The Doctor warns her that her words have forced him to action, and with the combined force of the many Info-stamps at his disposal, he fires at her. The pure data streams into her head but she does not die. The Doctor stops his assault and she belittles his attack. However, the Doctor explains he was not attempting to kill her; instead he has severed the Cybermen’s hold on her and allowed her to see what she has brought about. With a more open mind, and her eyes restored to normality, she screams out in desperation – her raw emotion ripping out of her crown and decimating both the Cybermen and then herself.

However, the CyberKing ship still remains, about to topple onto the city after sustaining a great deal of damage. The people on the streets, including Jackson and Rosita, flee for cover, but the Doctor has one more ace up his sleeve. Levelling the Dimension Vault at the ship, he opens fire and, as Jackson realises (for his mind still retains the data about the Doctor); he sends the ship into the time vortex, where it can safely disintegrate.

Rejoicing, Jackson turns to the stunned crowds around him and tells them that the man in the sky, the Doctor, has saved the day many many times before, but not once is he thanked for it. He calls for an end to this and leads the masses in a cheer for the Time Lord, a sentiment that echoes across the city in gratitude for their hero.

Some hours later, as the recovery of the city begins, the Doctor and Jackson make their way back to the real TARDIS. Jackson laments that now a new history is about to begin for him, although a widower he still has a child, and a good friend in Rosita to help care for him.

He invites the Doctor to a celebratory Christmas feast, but he soon realises that the Time Lord will not stay, he never does. Instead he turns his attentions to the TARDIS, and excitedly he goes inside, amazed by the interior, which he describes as ‘wonderful nonsense’. Overwhelmed but overjoyed he returns outside, where he has one more question for the Doctor.

He asks why, after having seen the Doctor’s travels and the many brilliant companions he has travelled with, he now sees the universe alone. The Doctor tells him that eventually all his friends leave him; some feel they must, others find a new life to lead, and some of them forget him.
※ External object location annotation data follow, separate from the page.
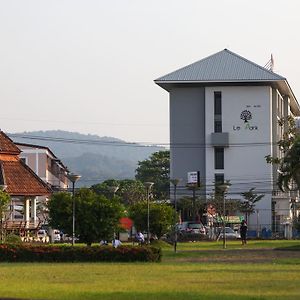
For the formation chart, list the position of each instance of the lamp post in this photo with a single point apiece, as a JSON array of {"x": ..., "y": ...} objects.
[
  {"x": 193, "y": 187},
  {"x": 223, "y": 189},
  {"x": 148, "y": 186},
  {"x": 175, "y": 182},
  {"x": 73, "y": 178},
  {"x": 113, "y": 189}
]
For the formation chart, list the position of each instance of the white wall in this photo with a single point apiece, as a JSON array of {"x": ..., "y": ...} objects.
[{"x": 244, "y": 160}]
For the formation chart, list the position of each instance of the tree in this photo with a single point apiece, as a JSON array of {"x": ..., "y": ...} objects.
[
  {"x": 161, "y": 217},
  {"x": 156, "y": 169},
  {"x": 4, "y": 200},
  {"x": 129, "y": 191},
  {"x": 289, "y": 162},
  {"x": 192, "y": 209},
  {"x": 248, "y": 205},
  {"x": 96, "y": 217},
  {"x": 215, "y": 203}
]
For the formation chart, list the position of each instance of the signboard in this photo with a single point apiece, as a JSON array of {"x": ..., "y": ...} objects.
[{"x": 194, "y": 177}]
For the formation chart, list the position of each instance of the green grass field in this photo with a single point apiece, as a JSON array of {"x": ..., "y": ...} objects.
[{"x": 198, "y": 271}]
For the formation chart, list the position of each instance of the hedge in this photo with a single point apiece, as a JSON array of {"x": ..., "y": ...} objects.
[{"x": 49, "y": 253}]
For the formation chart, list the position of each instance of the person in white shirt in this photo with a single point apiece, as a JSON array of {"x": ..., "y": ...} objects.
[
  {"x": 116, "y": 243},
  {"x": 140, "y": 237}
]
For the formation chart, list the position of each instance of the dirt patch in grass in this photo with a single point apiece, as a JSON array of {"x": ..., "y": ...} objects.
[{"x": 237, "y": 256}]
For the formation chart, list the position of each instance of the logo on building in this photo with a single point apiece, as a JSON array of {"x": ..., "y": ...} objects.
[{"x": 246, "y": 116}]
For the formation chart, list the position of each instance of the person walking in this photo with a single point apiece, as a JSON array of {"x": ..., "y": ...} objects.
[{"x": 243, "y": 232}]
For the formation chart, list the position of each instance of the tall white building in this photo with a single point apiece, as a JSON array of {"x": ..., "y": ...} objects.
[{"x": 224, "y": 112}]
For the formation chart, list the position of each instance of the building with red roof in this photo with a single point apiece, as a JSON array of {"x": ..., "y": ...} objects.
[{"x": 21, "y": 183}]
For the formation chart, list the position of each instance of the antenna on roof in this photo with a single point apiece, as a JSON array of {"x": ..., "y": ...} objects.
[{"x": 270, "y": 64}]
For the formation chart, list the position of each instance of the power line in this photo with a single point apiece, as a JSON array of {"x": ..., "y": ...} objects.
[{"x": 134, "y": 144}]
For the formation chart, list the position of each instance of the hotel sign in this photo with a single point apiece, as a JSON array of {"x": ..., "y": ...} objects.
[{"x": 246, "y": 116}]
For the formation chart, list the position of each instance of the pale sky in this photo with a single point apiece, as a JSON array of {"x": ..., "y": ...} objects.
[{"x": 88, "y": 65}]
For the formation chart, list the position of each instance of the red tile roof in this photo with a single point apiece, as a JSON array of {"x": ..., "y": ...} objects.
[
  {"x": 20, "y": 180},
  {"x": 7, "y": 145}
]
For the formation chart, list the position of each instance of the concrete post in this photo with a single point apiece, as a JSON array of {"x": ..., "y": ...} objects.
[
  {"x": 33, "y": 210},
  {"x": 27, "y": 211}
]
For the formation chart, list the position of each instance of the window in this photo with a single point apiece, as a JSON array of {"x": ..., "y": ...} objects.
[
  {"x": 219, "y": 179},
  {"x": 218, "y": 103},
  {"x": 218, "y": 111},
  {"x": 219, "y": 158},
  {"x": 24, "y": 160}
]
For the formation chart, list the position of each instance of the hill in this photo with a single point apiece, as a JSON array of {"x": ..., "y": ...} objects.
[{"x": 95, "y": 158}]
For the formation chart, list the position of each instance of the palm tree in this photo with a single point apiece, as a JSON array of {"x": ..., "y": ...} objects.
[{"x": 289, "y": 167}]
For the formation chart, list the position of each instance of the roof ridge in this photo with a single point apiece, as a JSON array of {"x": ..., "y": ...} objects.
[
  {"x": 253, "y": 63},
  {"x": 195, "y": 62},
  {"x": 222, "y": 54}
]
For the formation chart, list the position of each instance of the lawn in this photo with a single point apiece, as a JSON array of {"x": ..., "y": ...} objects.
[{"x": 198, "y": 271}]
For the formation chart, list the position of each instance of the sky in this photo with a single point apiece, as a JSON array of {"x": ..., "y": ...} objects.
[{"x": 88, "y": 65}]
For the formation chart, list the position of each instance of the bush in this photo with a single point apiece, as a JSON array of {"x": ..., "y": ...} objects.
[
  {"x": 43, "y": 253},
  {"x": 13, "y": 239}
]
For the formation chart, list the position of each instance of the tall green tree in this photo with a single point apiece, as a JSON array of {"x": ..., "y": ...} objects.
[
  {"x": 156, "y": 169},
  {"x": 289, "y": 162},
  {"x": 161, "y": 217},
  {"x": 248, "y": 205},
  {"x": 4, "y": 201},
  {"x": 96, "y": 216}
]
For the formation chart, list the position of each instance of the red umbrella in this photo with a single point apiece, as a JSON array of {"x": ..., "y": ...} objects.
[{"x": 126, "y": 223}]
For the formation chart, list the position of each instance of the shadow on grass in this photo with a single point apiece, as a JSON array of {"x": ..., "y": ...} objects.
[
  {"x": 289, "y": 248},
  {"x": 165, "y": 296}
]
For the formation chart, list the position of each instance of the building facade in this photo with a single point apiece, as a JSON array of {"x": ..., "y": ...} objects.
[
  {"x": 23, "y": 185},
  {"x": 224, "y": 113},
  {"x": 45, "y": 164}
]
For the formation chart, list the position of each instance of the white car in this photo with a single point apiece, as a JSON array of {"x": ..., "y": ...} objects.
[
  {"x": 229, "y": 233},
  {"x": 42, "y": 235}
]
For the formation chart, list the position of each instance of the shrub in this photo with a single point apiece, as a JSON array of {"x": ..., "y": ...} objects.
[
  {"x": 45, "y": 253},
  {"x": 13, "y": 239}
]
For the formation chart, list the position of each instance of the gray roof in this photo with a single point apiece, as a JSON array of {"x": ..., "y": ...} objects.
[{"x": 224, "y": 66}]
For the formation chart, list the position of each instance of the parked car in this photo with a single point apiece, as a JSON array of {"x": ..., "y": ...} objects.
[
  {"x": 229, "y": 233},
  {"x": 42, "y": 235}
]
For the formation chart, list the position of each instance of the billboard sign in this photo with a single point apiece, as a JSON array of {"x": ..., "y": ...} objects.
[{"x": 193, "y": 177}]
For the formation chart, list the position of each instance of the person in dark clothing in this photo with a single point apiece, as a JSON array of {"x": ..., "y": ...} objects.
[{"x": 243, "y": 232}]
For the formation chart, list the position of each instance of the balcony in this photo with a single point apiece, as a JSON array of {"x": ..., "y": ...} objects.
[{"x": 220, "y": 139}]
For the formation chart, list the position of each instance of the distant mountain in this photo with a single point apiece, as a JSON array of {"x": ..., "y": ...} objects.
[{"x": 95, "y": 158}]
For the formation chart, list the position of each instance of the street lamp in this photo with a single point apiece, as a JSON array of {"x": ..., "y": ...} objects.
[
  {"x": 73, "y": 178},
  {"x": 113, "y": 189},
  {"x": 175, "y": 182},
  {"x": 193, "y": 186},
  {"x": 148, "y": 186},
  {"x": 223, "y": 189}
]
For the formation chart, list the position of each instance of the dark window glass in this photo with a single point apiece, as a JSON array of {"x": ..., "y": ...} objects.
[
  {"x": 23, "y": 159},
  {"x": 218, "y": 111},
  {"x": 219, "y": 179},
  {"x": 219, "y": 158},
  {"x": 218, "y": 103},
  {"x": 218, "y": 126}
]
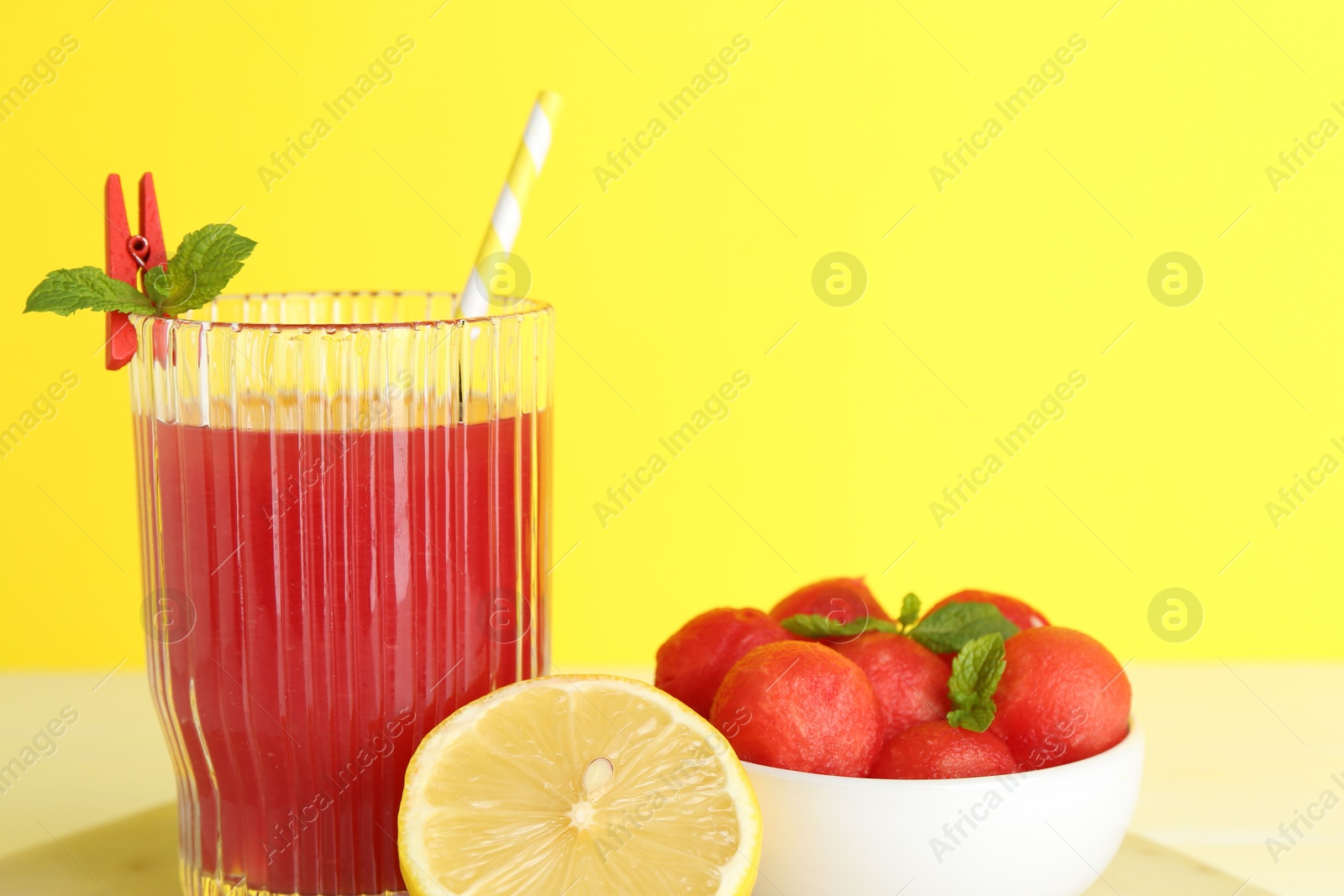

He admits to Jackson, and perhaps to himself, that in the end they break his heart, and he is left alone once more.

Jackson tells him that the request to dinner is now a demand and, agreeing to eat in memory of those they have lost, the Doctor – just this once – decides to stay behind. Closing the TARDIS door, he tells Jackson that he is glad he was the man who became the Doctor, and together they walk off into the snow, wishing each other a Merry Christmas.

Source: Dominic Smith

Continuity Notes:
  • The Doctor references the events of Blink in an attempt to rouse the Other Doctor’s memories.
  • The Doctor recalls the battle of Canary Wharf in Doomsday, wherein the Cybermen and the Daleks were trapped in the void. He then recounts the events of Journey’s End, where Davros’ Daleks used a reality bomb to destroy the void.
  • When talking of his companions at the end of the story, the Doctor talks of those who feel they must leave him (Martha, perhaps), those who find another life to lead (arguably Rose), and those who forget him (Donna).